Apache Spark job fails with DatabricksThrottledException error

Remove Spark settings causing throttling and set a regional STS endpoint.

Written by zhengxian.huang

Last published at: April 18th, 2025

Problem

Your Apache Spark job fails with an error message such as the following.

shaded.databricks.org.apache.hadoop.fs.s3a.DatabricksThrottledException: Instantiate shaded.databricks.org.apache.hadoop.fs.s3a.auth.AssumedRoleCredentialProvider on : com.amazonaws.services.securitytoken.model.AWSSecurityTokenServiceException: Rate exceeded (Service: AWSSecurityTokenService; Status Code: 400; Error Code: Throttling; Request ID: XXXXXXXX; Proxy: null)

 

Cause

There is an excessive number of AssumeRole API calls being made from the same instance type within a short timeframe, leading to throttling by AWS STS. 
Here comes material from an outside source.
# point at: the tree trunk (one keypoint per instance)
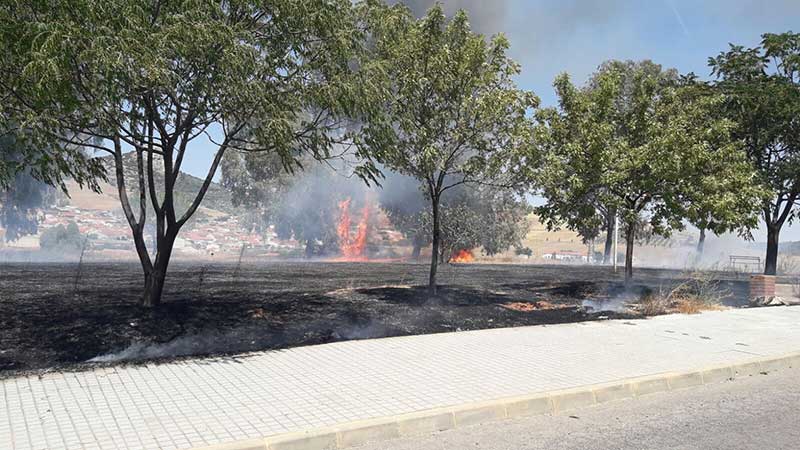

An excessive number of calls can occur when specific Spark configurations are modified but should not be, such as:

  • spark.hadoop.fs.s3.impl
  • spark.hadoop.fs.s3n.impl
  • spark.hadoop.fs.s3a.impl

 

Additionally, you may have an STS endpoint set at the global level, which can contribute to the issue and is more costly. For example, using sts.amazonaws.com instead of the regional endpoint sts.<region>.amazonaws.com can lead to failures in Spark runtime.

 

Solution

  1. Remove the following Spark configurations from all clusters, including interactive and job clusters.
    • spark.hadoop.fs.s3.impl
    • spark.hadoop.fs.s3n.impl
    • spark.hadoop.fs.s3a.impl
  2. Ensure that the STS endpoint is set correctly at the regional level. Use the regional endpoint format: sts.<region>.amazonaws.com.
  3. Monitor the STS calls to ensure that the changes have resolved the throttling issue.

 

For further information, refer to the Configure a customer-managed VPC documentation.